36 Curated Exercises: Across beginner, intermediate, and advanced levels
Exercise Completion Tracking: Never repeat exercises you've already mastered
AI-Generated Exercises: When you complete all exercises, the system automatically generates new unique challenges
Progress Monitoring: See your completion rate at each level

📊 Comprehensive Learning

Database Preview: View complete database structure at startup
Example Exercises: See sample questions before diving in
Real-time Query Execution: Practice against a real SQLite database
Result Comparison: Side-by-side view of your results vs. expected results
Rich Sample Data: E-commerce database with 6 tables and realistic data

📚 Learning Resources

Interactive Cheatsheet: Complete SQL reference with examples
Concept Highlighting: Each exercise shows which SQL concepts it covers
Built-in Hints: Context-aware hints for each exercise

🏗️ Project Structure

sql-tutorial/
├── data/
│   ├── sample_database.sql       # E-commerce database schema + seed data
│   ├── sample_database.db        # SQLite database (auto-created)
│   └── queries.json              # 36 practice exercises
├── src/
│   ├── cheatsheet.md            # Comprehensive SQL reference
│   └── tutor.py                 # Main tutorial engine (AI-powered)
├── tests/
├── .env.example                 # Template for environment variables
├── .gitignore                   # Git ignore rules
├── requirements.txt             # Python dependencies
└── README.md

🚀 Quick Start

Prerequisites

Python 3.7+ (Download from python.org)
Anthropic API Key (Get from console.anthropic.com)
SQLite3 (Usually pre-installed)

Installation

1. Clone the repository

git clone <repository-url>
cd sql-tutorial

2. Install dependencies

pip install -r requirements.txt

This installs:

anthropic - Claude AI SDK
sentence-transformers - For semantic similarity
numpy - Vector calculations
python-dotenv - Environment variable management

3. Configure API Key

Copy the example environment file and add your API key:

cp .env.example .env

Edit .env and add your Anthropic API key:

ANTHROPIC_API_KEY=your-actual-api-key-here

4. Start Learning!

python src/tutor.py

The database is already initialized and ready to use!

📖 How It Works

🎬 Startup Flow

When you launch the tutor:

Database Structure Preview

============================================================
DATABASE STRUCTURE
============================================================

📋 Table: CUSTOMERS
------------------------------------------------------------
  • customer_id: INTEGER (PRIMARY KEY, NOT NULL)
  • name: VARCHAR(100) (NOT NULL)
  • email: VARCHAR(100) (NOT NULL)
  • join_date: DATE (NOT NULL)
  • country: VARCHAR(50)

  Total rows: 10

[... more tables ...]

Example Exercises Preview

============================================================
EXAMPLE EXERCISES
============================================================

🎯 BEGINNER Level Examples:
------------------------------------------------------------

  1. Select all customers from the USA
     Concepts: SELECT, WHERE
     Hint: Use WHERE clause to filter by country

[... more examples ...]

Choose Difficulty: Beginner → Intermediate → Advanced

🎓 Practice Session

Question: Find all products with price less than $50
Concepts: SELECT, WHERE, comparison operators

Enter your SQL query (end with semicolon):
> SELECT * FROM products WHERE cost < 50;

❌ Not quite right.
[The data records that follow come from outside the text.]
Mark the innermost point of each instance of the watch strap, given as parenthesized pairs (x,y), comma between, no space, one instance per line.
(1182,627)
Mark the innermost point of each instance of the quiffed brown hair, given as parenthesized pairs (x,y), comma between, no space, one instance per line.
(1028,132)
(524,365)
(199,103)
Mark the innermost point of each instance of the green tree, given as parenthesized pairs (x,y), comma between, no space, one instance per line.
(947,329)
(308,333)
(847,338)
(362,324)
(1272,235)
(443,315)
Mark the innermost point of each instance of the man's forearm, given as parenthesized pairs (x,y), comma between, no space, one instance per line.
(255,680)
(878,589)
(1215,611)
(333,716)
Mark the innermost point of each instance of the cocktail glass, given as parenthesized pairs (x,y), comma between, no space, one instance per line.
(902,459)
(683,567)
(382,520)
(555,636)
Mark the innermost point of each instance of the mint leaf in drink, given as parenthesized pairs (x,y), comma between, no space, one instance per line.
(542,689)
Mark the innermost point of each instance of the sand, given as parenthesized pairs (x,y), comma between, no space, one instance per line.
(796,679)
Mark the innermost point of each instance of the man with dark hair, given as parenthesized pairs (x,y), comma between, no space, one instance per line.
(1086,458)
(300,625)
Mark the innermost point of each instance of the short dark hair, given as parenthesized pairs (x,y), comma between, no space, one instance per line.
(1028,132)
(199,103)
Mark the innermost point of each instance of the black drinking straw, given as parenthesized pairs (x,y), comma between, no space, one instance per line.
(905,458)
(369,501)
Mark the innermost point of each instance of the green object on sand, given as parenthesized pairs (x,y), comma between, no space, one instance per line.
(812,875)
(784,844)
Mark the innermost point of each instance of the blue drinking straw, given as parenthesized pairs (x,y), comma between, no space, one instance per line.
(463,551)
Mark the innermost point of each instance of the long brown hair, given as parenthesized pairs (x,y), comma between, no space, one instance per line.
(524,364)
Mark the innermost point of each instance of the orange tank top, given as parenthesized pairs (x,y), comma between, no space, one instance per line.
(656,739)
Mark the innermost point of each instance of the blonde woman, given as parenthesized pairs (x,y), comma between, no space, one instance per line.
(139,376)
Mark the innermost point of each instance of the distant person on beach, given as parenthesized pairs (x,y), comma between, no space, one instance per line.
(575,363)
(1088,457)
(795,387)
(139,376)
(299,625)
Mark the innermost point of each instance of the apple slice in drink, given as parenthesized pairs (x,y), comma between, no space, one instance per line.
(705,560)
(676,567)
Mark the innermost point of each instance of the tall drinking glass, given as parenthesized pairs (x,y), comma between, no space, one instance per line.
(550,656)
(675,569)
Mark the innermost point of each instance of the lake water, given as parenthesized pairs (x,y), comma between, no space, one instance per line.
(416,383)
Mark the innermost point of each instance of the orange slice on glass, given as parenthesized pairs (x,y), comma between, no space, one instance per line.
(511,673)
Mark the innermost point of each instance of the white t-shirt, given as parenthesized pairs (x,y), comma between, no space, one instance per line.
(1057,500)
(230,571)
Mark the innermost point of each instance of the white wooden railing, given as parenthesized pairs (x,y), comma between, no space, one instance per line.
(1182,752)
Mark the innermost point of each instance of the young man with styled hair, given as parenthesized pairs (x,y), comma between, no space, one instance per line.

The query runs but produces different results.
📊 Similarity to solution: 87.3%

Your results:
(No rows returned)

Expected results:
product_id | product_name | category_id | price | stock_quantity
--------------------------------------------------------------
1 | Wireless Mouse | 1 | 29.99 | 150
2 | USB-C Cable | 1 | 12.99 | 300
[... more rows ...]

💡 Generating hint based on your attempt (Attempt 1/3)...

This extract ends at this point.